The results of a flow writing exercise, possibly the beginning of a story. Tell me if it's worth editing/rewriting.


Underneath the cold, grey sky, she sobbed slowly on the grasvestone, weeping into the wind of the woes and worries that haunted her heart. “What can be done?” She asked, unanswered. “But what can be done?” And the wind whispered back into her ear, of tales of old and secrets long forgotten and all the revelations ever made on a death bed – but what specifically was imparted can never be known, for to know is to carry; to carry is to bear, and so many in this world cannot. So the wind left behind a burden that day no lighter than the one already in place, and yet the woman was happy, for a reason also unrelateable because of its delicate nature. Not that you cannot be trusted, gentle reader, but I much prefer to leave the dealings of the wind to the wind, and if you must seek such faith, you must do it alone, for I will not help you. But if you truly wish to seek, it is not so hard, for the wind is ever-present and all-knowing, and as such a tricky foe. I must reiterate, I will not help you, but I will not stop you. Perhaps you may be like the woman, one of those in this world who must find their happiness on the wind, breathing in some foreign joy, because they have been completely drained of their own. Such is heady but unhealthy. Be warned, then; the wind is easy; the weight is not.

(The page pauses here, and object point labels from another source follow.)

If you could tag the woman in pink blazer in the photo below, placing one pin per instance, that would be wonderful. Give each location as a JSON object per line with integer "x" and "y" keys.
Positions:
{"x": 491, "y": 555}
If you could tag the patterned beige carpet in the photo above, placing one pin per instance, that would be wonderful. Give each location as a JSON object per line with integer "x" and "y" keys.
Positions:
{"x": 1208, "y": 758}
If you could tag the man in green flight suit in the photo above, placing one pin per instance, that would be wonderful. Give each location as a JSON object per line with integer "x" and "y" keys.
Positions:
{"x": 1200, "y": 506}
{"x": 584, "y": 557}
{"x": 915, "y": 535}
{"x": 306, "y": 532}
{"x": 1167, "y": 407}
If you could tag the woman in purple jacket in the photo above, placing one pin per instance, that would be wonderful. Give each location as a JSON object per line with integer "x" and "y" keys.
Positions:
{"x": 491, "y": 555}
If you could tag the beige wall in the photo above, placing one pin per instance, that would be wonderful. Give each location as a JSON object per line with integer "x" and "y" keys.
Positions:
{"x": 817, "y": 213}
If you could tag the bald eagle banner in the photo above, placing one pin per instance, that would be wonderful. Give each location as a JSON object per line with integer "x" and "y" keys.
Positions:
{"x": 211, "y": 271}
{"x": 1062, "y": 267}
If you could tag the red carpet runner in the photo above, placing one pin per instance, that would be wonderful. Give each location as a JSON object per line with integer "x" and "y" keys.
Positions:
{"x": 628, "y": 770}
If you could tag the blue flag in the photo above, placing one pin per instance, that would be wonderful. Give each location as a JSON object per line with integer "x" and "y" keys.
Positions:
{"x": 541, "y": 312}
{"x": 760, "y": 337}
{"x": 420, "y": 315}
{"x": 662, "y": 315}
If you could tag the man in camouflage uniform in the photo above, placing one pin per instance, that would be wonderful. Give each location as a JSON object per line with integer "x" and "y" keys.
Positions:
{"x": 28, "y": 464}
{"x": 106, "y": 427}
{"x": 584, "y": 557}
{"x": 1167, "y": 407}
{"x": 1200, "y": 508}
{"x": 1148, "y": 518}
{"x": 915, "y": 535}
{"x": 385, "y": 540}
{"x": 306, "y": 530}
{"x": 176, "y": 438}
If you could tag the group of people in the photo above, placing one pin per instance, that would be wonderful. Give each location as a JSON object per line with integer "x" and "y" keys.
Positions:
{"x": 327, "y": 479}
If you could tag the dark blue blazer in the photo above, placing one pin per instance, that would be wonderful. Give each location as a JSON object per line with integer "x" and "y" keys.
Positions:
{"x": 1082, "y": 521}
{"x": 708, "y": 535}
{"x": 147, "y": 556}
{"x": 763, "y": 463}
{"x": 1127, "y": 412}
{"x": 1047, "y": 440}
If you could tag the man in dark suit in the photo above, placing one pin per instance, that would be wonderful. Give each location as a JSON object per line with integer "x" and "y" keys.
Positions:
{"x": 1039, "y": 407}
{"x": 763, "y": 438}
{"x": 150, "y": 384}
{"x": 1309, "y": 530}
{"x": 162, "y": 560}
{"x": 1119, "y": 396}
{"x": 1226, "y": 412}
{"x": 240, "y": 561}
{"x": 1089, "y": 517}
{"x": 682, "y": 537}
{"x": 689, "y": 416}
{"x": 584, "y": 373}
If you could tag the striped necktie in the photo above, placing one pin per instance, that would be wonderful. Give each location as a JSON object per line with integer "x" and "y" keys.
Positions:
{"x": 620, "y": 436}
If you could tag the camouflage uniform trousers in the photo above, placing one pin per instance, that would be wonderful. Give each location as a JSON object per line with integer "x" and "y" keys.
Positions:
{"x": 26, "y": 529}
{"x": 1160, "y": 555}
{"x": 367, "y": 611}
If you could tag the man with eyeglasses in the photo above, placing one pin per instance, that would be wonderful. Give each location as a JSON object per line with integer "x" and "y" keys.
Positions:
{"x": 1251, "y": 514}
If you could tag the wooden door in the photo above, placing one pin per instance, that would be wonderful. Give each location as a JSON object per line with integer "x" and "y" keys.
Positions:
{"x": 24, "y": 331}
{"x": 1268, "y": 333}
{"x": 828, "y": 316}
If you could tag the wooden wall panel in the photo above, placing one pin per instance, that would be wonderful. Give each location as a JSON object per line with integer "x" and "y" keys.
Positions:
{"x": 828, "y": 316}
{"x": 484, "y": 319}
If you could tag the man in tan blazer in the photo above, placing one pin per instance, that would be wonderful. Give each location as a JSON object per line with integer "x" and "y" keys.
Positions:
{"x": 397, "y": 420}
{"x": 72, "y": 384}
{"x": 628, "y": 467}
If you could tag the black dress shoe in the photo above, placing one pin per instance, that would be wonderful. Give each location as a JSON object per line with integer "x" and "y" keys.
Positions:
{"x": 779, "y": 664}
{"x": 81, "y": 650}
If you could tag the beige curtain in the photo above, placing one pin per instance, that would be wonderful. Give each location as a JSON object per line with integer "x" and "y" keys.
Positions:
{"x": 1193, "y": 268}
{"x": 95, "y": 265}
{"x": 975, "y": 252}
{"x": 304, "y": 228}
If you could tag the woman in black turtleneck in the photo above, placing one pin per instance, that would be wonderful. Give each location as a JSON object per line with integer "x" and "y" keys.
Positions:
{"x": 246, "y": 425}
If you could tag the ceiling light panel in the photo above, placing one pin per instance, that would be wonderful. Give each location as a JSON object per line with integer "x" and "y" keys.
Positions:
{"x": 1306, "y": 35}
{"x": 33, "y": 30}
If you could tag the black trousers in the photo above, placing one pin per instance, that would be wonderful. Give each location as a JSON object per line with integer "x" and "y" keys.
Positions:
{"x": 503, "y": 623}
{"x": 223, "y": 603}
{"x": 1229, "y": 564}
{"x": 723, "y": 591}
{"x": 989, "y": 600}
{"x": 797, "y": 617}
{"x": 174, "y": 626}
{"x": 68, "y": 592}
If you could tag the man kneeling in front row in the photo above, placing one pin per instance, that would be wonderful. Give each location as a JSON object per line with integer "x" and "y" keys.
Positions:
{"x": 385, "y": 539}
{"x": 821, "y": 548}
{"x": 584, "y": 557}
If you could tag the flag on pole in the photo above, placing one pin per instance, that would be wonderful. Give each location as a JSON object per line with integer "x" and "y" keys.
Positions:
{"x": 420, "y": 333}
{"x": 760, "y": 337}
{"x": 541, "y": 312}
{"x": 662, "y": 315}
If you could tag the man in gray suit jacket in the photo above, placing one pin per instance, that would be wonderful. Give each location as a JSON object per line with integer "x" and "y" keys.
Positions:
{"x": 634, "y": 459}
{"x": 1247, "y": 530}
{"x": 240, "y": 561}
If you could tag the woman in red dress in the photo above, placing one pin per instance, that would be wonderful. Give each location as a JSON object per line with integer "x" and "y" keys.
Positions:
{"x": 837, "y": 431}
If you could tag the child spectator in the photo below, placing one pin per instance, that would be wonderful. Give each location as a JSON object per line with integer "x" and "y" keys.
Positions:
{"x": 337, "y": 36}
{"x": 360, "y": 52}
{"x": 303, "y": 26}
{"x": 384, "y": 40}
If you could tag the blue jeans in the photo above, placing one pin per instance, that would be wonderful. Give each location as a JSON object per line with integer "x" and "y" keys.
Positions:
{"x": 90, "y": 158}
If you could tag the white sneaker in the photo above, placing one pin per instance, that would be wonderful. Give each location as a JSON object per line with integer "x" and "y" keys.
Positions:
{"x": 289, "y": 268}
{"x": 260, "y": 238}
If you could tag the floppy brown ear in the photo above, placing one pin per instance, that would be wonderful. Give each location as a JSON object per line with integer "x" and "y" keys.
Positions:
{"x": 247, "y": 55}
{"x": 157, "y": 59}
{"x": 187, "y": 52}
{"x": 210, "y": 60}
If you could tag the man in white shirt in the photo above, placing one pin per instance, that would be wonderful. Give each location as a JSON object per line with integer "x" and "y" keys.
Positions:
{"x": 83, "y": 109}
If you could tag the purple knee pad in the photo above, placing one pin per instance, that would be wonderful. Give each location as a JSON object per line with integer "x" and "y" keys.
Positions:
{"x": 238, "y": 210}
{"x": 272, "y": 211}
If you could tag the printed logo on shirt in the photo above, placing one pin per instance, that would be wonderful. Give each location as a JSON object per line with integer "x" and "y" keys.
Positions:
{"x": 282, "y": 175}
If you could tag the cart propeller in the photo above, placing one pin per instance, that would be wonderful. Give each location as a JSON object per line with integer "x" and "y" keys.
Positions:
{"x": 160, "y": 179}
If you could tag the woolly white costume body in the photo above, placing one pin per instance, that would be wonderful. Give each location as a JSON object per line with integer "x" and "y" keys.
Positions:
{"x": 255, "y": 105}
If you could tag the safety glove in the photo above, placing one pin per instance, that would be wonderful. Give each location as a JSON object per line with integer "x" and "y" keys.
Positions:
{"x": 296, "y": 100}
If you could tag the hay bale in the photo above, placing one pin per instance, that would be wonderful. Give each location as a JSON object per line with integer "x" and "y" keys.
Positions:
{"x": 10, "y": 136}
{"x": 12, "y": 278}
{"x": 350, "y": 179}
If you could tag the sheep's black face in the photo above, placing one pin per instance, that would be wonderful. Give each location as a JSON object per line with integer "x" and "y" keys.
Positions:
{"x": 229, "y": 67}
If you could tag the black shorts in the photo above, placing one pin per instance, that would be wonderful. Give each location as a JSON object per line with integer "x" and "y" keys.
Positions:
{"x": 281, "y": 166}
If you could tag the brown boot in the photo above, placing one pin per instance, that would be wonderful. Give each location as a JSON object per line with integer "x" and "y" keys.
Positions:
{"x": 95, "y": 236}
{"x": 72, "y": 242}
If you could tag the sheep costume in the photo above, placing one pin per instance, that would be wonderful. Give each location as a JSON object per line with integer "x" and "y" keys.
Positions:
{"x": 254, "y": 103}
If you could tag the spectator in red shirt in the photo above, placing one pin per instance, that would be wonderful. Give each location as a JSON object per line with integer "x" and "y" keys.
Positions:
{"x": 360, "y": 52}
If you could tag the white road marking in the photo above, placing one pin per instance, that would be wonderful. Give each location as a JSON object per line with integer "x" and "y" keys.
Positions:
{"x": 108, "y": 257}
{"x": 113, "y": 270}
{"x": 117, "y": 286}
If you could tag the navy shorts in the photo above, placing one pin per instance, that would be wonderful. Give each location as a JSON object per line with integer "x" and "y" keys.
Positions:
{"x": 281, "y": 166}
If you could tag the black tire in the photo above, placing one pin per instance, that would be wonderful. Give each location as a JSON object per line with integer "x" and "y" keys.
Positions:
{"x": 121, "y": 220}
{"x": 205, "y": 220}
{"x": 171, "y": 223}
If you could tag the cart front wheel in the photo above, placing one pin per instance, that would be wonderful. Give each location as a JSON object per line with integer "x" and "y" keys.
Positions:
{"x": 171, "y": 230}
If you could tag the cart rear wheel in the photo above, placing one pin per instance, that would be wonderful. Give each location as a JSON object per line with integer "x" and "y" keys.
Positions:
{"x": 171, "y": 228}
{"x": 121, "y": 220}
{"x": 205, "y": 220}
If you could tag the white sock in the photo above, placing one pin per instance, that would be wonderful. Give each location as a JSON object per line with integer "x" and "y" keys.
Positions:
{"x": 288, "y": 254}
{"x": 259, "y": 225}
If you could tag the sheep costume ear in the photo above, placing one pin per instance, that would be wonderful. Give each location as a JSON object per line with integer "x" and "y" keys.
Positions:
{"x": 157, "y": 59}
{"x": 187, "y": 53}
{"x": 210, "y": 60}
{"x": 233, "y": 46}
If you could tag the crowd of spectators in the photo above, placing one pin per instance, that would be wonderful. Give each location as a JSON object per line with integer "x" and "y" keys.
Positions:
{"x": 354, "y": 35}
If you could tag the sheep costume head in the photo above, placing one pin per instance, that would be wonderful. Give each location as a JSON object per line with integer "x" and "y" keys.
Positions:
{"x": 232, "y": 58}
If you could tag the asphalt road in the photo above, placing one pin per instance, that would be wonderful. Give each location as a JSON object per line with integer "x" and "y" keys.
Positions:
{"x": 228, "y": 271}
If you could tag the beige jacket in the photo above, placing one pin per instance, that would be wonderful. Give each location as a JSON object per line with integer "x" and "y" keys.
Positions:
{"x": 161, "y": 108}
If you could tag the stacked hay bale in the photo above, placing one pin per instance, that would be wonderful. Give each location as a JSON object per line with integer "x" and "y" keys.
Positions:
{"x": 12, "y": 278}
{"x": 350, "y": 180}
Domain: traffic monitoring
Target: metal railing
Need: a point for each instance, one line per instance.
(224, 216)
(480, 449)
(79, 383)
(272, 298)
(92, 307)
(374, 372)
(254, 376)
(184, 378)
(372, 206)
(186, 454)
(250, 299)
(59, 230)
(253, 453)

Still, I seem to ramble worse than my subject, and thus must return to the poor woman. We find her drying the last of her tears and expressing part of some foreign smile, brown curls twisting around her ears and bright green eyes shining, whether from true emotion or the worst kind of refuge, I cannot say. Blooming or broken, hopeful or helpless, it is not for me to judge. I am the humble narrator, and can only tell what was.

This, then, is the point I must get to: there was no body in the grave. Oh, there was a name scratched haltingly, heartlessly into the heavy stone marker, and fresh new grass seeds scattered on the sloping sides of the mound – but no poor shell resided within.

The woman knew this; that much is certain. She knew what emptiness lay below her, what dark crevice remained unoccupied. But like so many others of her kind – that is to say, the mourners – she found comfort in familiar symbolism that might eventually one day allow her to grasp ghastly news, dreadful ideas, that she could not stand or wait to know.

Aside, I suppose that may be why the wind was such a comfort to her, that other people’s lives and sorrows may serve to stem the tide of sadness and blot out her own sufferings. Of course, never having turned to the wind myself, in such a situation at least, I cannot know quite what its effect might be here.

Perhaps some day you will tell me, for she never will.

And here we must leave her for a moment, alone over the empty grave, and visit a sight which, I sadly confess, can hardly be deemed a much happier one. A young boy on a hillside, wooden whistle in hand, and rain to blot out the sky. Spread out before him, the old trainyard, still and shining dully in the tin-tinted light. I know not what he played, but that it mingled in the air and curled around itself, to some, utterly majestic; to others, devastatingly decrepit. It rose above his head in a cloud of steam and soft silvery feathers and spread across the sky. I know that it is here, above another, perhaps even more hauntingly silent sort of resting place – here that the woman’s tears traveled on the wind to merge and weave with the whistler’s tune, in a last longing memory of what once was and never shall be again. For nothing ever repeats and there can be no again in anything, if time indeed marches on and history is written in stone. Just as each moment is created anew, so each joy or sorrow, each tune or tear must blossom and die alone.

These, then, are the fragments lost to us on the wind, until a stranger stumbles into them and makes them a part of something new. With these fragments, we exchange pieces of our souls with people all around the world.